The researchers looked for evidence that all of the VTEs could have been prevented. They found that 36 patients (28%) had nonpreventable, catheter-related upper extremity deep vein thrombosis (DVT), leaving 92 patients (72%) with clots that were potentially preventable.

Of those 92 patients, 45 had a DVT, 43 had a pulmonary embolism (PE), and 4 had a DVT and PE.

Seventy-nine of the 92 patients (86%) were prescribed optimal thromboprophylaxis, yet only 43 (47%) received “defect-free care,” the researchers found.

Of the 49 patients (53%) who received suboptimal care, 13 (27%) were not prescribed risk-appropriate anticoagulants, and 36 (73%) missed at least one dose of appropriately prescribed medication.
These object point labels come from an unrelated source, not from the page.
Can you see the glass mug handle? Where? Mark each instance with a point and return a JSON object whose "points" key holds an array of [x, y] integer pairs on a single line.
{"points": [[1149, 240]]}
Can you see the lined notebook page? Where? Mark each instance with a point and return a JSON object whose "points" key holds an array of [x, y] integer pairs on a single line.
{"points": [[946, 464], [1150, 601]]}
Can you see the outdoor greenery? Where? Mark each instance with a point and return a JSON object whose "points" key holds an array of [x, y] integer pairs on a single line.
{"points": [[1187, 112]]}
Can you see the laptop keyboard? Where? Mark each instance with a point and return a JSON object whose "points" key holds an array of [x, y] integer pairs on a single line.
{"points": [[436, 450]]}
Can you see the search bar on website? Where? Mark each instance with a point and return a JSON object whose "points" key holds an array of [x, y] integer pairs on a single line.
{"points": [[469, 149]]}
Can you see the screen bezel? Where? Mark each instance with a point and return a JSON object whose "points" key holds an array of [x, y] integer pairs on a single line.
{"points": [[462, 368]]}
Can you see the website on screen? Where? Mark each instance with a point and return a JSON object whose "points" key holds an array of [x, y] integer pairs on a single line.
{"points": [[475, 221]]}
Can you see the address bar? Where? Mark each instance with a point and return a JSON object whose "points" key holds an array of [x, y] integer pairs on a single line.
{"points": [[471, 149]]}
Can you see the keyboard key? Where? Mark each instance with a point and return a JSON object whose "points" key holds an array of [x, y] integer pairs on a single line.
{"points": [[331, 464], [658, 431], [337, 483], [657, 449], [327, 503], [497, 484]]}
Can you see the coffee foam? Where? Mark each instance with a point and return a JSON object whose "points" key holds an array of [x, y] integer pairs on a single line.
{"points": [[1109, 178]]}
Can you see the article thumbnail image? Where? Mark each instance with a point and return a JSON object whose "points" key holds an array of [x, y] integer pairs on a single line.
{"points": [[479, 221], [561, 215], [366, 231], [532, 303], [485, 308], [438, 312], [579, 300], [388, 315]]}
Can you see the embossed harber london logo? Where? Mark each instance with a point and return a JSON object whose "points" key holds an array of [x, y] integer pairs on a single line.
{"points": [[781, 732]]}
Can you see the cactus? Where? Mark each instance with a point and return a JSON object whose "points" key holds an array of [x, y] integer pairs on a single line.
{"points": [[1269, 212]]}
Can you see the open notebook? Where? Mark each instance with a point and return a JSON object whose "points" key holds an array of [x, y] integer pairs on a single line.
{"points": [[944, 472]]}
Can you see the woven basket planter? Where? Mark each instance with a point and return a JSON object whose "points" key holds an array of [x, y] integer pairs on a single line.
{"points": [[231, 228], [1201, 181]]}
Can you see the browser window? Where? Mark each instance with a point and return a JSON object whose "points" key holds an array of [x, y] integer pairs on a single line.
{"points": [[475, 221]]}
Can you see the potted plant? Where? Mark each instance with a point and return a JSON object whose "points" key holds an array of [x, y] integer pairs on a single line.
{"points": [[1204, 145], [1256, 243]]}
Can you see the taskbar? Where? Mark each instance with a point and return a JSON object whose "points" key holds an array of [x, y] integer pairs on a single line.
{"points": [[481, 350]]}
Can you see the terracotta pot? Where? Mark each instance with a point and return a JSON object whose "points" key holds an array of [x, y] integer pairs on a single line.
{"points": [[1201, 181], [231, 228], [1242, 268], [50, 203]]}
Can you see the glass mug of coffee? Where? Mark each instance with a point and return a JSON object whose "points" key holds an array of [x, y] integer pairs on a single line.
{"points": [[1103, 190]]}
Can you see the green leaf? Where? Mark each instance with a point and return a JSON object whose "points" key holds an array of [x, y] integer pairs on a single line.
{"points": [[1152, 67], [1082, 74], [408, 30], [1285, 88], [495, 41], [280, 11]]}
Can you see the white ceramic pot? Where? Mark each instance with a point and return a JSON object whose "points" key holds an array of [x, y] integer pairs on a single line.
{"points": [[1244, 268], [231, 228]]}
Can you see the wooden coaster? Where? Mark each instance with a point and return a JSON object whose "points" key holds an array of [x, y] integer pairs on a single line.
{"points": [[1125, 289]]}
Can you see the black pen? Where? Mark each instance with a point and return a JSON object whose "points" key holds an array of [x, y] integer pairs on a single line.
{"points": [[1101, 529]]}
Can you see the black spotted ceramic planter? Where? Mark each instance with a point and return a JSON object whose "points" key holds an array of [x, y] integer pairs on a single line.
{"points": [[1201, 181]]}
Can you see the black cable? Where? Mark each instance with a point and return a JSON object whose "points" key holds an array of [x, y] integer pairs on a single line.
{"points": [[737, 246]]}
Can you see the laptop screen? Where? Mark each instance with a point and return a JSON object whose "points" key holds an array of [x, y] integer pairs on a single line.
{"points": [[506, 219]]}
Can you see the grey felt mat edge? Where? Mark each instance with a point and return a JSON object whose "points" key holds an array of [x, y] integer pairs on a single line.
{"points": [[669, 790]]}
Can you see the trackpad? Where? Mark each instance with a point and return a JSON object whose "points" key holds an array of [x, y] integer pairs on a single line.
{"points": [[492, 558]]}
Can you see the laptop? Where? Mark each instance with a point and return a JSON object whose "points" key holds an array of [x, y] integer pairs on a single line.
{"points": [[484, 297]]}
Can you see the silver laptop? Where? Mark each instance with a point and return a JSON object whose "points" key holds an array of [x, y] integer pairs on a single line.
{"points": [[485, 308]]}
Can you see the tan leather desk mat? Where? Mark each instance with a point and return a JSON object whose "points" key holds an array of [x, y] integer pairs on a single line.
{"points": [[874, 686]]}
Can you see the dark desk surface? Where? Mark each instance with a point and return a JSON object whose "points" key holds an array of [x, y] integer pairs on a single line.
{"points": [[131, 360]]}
Dr Haut noted that a team of physicians, nurses, quality care researchers, and pharmacists at Johns Hopkins has been studying VTE prevention for the past decade.

Team members have implemented programs to monitor patients in need of VTE prophylaxis through the hospital’s electronic health record system, and they conducted special training for nurses and patients to stress the importance of taking every dose of prescribed medication.

“We know we’re not going to get the VTE rate to 0, but my goal is to have every single one of these events—when they happen—occur when the patient receives best-practice, defect-free care,” Dr Haut said.

The current VTE care goal set by agencies like the Joint Commission and the Centers for Medicare and Medicaid Services is that one dose of VTE prophylaxis is given to patients within the first day of hospitalization. But Dr Haut said this is not enough.

“To reduce preventable harm, policymakers need to re-evaluate how they penalize hospitals and improve the measures they use to assess VTE prevention performance,” he said. “In addition, clinicians need to ensure that patients receive all prescribed preventive therapies.”